For Canadian investors, the data center buildout has a direct home-country angle. The Government of Canada's sovereign AI data center initiative, Quebec's abundant hydroelectric power, and Alberta's natural gas reserves all position Canada as a potential beneficiary of the infrastructure shift. While none of these five stocks are Canadian-listed, they all trade on the NYSE with reasonable liquidity through Canadian brokerages.
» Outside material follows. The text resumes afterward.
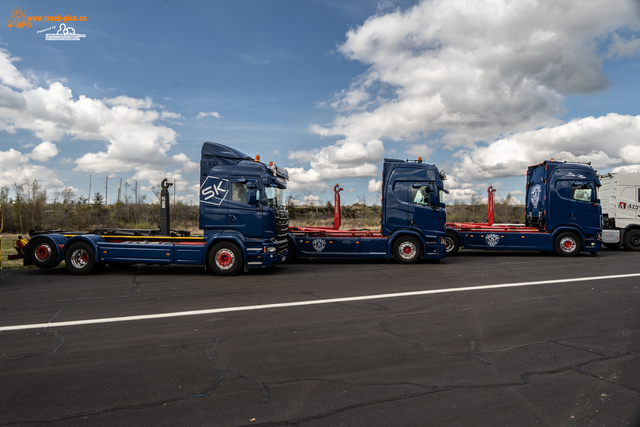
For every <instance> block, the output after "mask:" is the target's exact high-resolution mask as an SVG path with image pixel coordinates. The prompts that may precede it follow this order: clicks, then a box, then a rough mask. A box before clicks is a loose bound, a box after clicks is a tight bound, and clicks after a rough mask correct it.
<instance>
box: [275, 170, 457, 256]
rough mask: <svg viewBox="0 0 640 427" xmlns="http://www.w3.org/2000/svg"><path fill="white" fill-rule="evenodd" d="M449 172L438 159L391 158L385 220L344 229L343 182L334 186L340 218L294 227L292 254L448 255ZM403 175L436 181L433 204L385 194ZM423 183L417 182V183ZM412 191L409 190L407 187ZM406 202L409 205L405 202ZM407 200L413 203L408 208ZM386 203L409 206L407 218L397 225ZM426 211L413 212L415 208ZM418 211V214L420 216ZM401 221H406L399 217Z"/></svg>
mask: <svg viewBox="0 0 640 427" xmlns="http://www.w3.org/2000/svg"><path fill="white" fill-rule="evenodd" d="M442 177H443V175H442V174H440V172H438V171H437V168H436V167H435V166H433V165H426V164H422V159H421V158H419V159H418V160H417V161H409V160H407V161H403V160H395V159H385V163H384V167H383V189H382V190H383V203H382V221H381V225H382V226H381V228H380V229H379V230H357V229H350V230H339V228H340V225H341V212H340V192H341V191H343V189H342V188H340V185H339V184H336V185H335V186H334V200H335V203H334V221H333V226H332V227H289V239H288V245H289V254H290V256H289V259H288V261H291V260H292V259H293V258H294V257H300V258H330V259H336V258H352V259H355V258H367V259H392V258H393V259H395V260H396V261H398V262H400V263H406V264H409V263H415V262H418V261H419V260H420V259H426V260H437V261H438V262H439V260H440V259H442V258H444V256H445V247H444V207H443V205H442V206H441V203H440V201H439V191H440V190H442V191H443V190H444V189H443V188H442ZM391 181H393V182H398V181H403V182H405V183H407V186H406V189H407V191H408V190H409V184H408V183H409V182H413V183H415V182H422V183H427V182H431V184H427V185H428V186H430V187H429V188H430V190H428V191H430V192H432V193H433V196H429V197H433V198H432V199H431V202H433V203H430V205H429V206H421V205H411V204H409V203H407V200H404V201H399V200H398V198H397V197H395V193H394V197H395V198H393V200H392V201H391V202H389V201H388V200H386V199H385V197H386V196H385V194H387V193H386V191H388V190H389V189H391V188H392V186H390V185H389V183H390V182H391ZM415 185H417V184H415ZM407 196H408V193H407ZM402 205H406V206H402ZM407 206H411V207H409V208H407ZM386 208H389V209H390V210H396V212H397V211H399V210H403V211H402V212H403V213H404V214H405V218H404V220H399V219H398V218H394V221H396V223H394V224H393V225H389V224H388V223H387V222H386V219H387V218H386V215H385V212H386ZM416 209H418V210H421V212H419V213H417V214H415V215H414V216H412V214H411V213H409V212H413V210H416ZM416 215H417V216H416ZM398 221H404V223H399V222H398Z"/></svg>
For Australian investors, the opportunity is perhaps the most compelling. Australia's data center investment pipeline of $155 billion represents 5.6% of one year's GDP — the highest ratio among developed economies (Westpac IQ, May 2026). The energy infrastructure needed to support this buildout will require precisely the gas turbines, electrical equipment, and grid connections that GE Vernova, Eaton, and Quanta provide.
Frequently Asked Questions (FAQ)
Conclusion: The Physical Layer of the AI Revolution
The AI narrative has been dominated by software — large language models, agentic AI frameworks, and coding assistants. But as the second half of 2026 begins, the market is increasingly recognizing that AI's bottleneck is not algorithms — it is electricity, cooling, and physical infrastructure. The five companies profiled here — Amphenol, Vertiv, Quanta Services, Eaton, and GE Vernova — sit at the intersection of the $725 billion hyperscaler capex wave and the $7 trillion infrastructure buildout that McKinsey projects through 2030.
For investors in the US, Canada, Australia, and the UK, the thesis is remarkably consistent: AI consumption is growing exponentially, and the physical layer required to support it cannot shortcut grid interconnection timelines, power generation capacity, or electrical manufacturing supply chains. These are real, engineering-constrained bottlenecks that create pricing power for the companies that solve them.
The risks are real — peak capex, valuation compression, and execution delays could all derail the trade. But for investors seeking diversified exposure to AI beyond the mega-cap tech names, the infrastructure layer offers a compelling risk-reward profile as of June 2026. As always, position sizing and a multi-year time horizon are essential.